In this step of the Business Process Pragmatism procedure, a list of action options is developed, each of which carries certain ethical principles. a. Decision. b. Inquiry. c. Discussion. d. Evaluation.

c. Discussion.

Costco's social media policy prohibited employees from posting negative comments on social media about the firm or fellow employees, or risk discipline or being fired. The employees contended the policy was illegal and brought a case to the NLRB. The NLRB ruled that: a. Employers could legally prohibit employees from posting negative comments on social media. b. Employers could not legally prohibit employees from posting negative comments on social media, since the employees had the right of free speech. c. Employers could not legally prohibit employees from posting negative comments on social media, since the employees had the right to engage in concerted activities. d. None of these choices.

c. Employers could not legally prohibit employees from posting negative comments on social media, since the employees had the right to engage in concerted activities.
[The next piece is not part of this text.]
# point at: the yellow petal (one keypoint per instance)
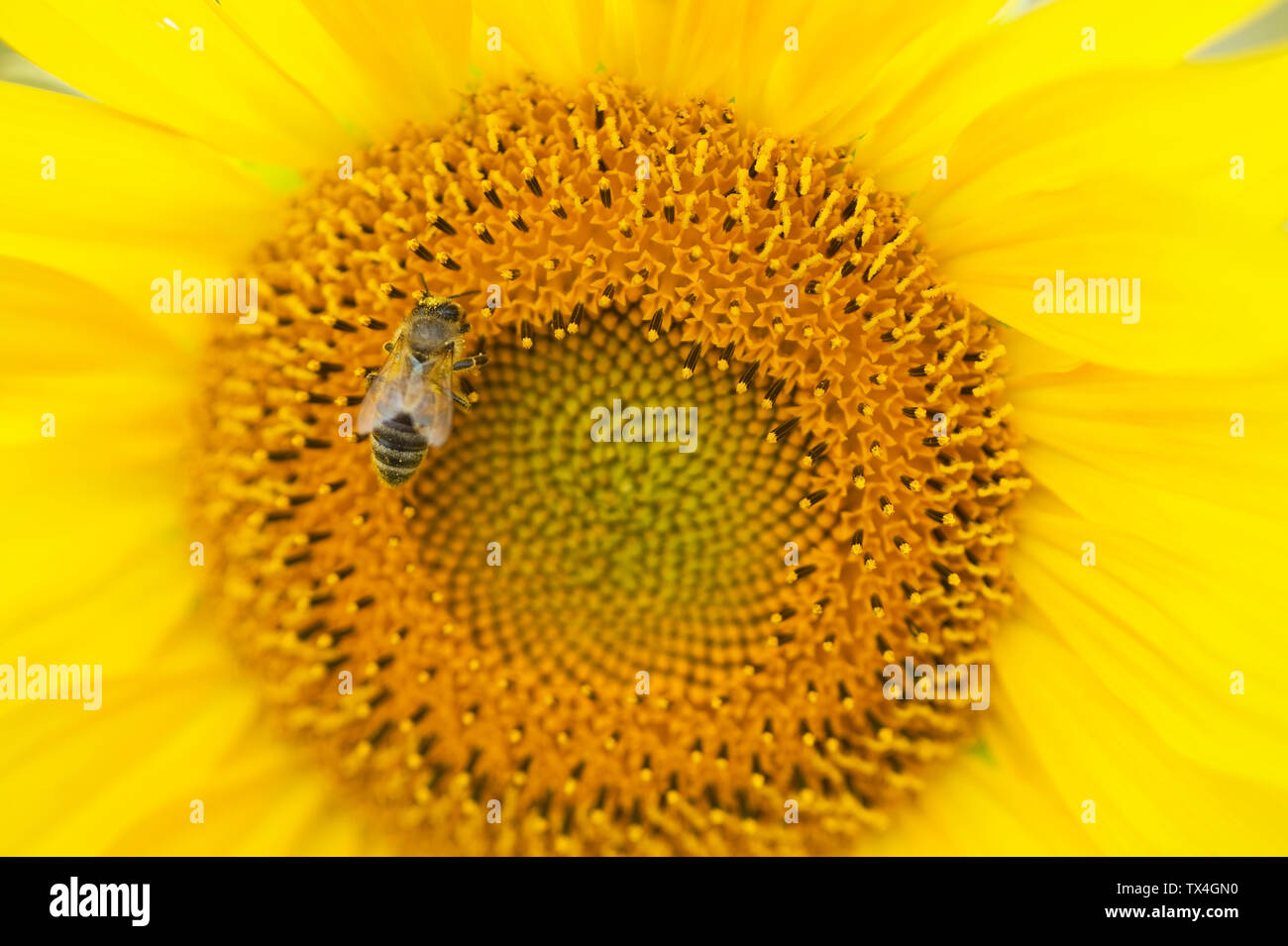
(1126, 176)
(117, 201)
(145, 59)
The idea that those who run corporations can and should act ethically and be accountable to society for their actions is known as: a. social responsibility. b. business social responsibility. c. corporate social responsibility. d. None of these choices.
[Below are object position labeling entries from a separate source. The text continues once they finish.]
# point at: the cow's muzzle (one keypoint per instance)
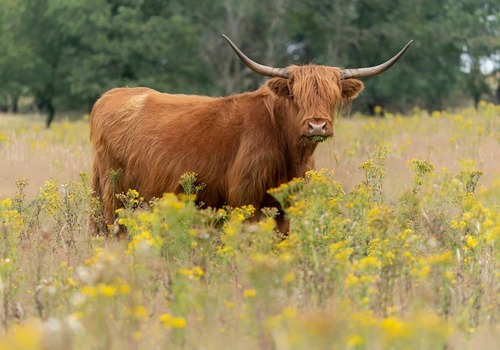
(317, 130)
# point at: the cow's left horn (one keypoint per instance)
(256, 67)
(372, 71)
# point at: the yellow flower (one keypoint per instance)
(168, 321)
(107, 290)
(6, 202)
(249, 293)
(471, 241)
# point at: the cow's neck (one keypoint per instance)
(297, 149)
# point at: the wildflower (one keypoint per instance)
(168, 321)
(107, 290)
(470, 241)
(249, 293)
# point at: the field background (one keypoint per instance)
(397, 248)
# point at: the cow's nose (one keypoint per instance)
(317, 129)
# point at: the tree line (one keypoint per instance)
(66, 53)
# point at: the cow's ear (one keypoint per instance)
(280, 86)
(351, 88)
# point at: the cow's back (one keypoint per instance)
(154, 138)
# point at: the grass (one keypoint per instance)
(394, 246)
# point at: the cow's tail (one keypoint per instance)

c. corporate social responsibility.

The minimum acceptable standard for ethical business behavior, which equates to compliance with the law, is the: a. ethical minimum. b. moral maximum. c. moral minimum. d. ethical maximum.

c. moral minimum.

CSR stresses that corporations have a duty not just to shareholders but also to other groups affected by corporate decisions, called: a. accountants. b. stockholders. c. stakeholders. d. none of these.

c. stakeholders.

Applying the utilitarian theory of ethics requires: a. a choice among alternative actions that will produce the greatest positive net benefits for the greatest number of individuals. b. determining which individuals will be affected by the decision. c. doing a cost-benefit analysis, assessing the negative and positive effects of alternative actions on the individuals. d. All of these choices.

d. All of these choices.

When making a business decision, a business should consider: a. the safety risks for consumers and employees. b. the legal implications of each decision. c. the public relations impact. d. All of these choices.

d. All of these choices.

At the most basic level, ethics has to do with the ________ of an action: a. rightness. b. fairness. c. justness. d. all of these.

d. all of these.

These days, a prospective employer may not only call a previous employer for a reference, but also: a. see what the prospective employee has posted on blogs or twitter. b. conduct internet searches of the prospective employee. c. see what the prospective employee has posted on Facebook. d. all of these.

d. all of these.

Utilitarianism is an example of: a. rights theory. b. duty-based ethics. c. Kantian ethics. d. outcome-based ethics.

d. outcome-based ethics.

Many U.S. businesses contract with companies in developing nations to produce goods because: a. foreign workers produce a higher level of quality goods than American workers. b. employees in developing nations work harder than American workers. c. the standards of workplace ethics is generally higher in foreign countries than in the United States. d. the wage rates in those nations are significantly lower than those in the United States.

d. the wage rates in those nations are significantly lower than those in the United States.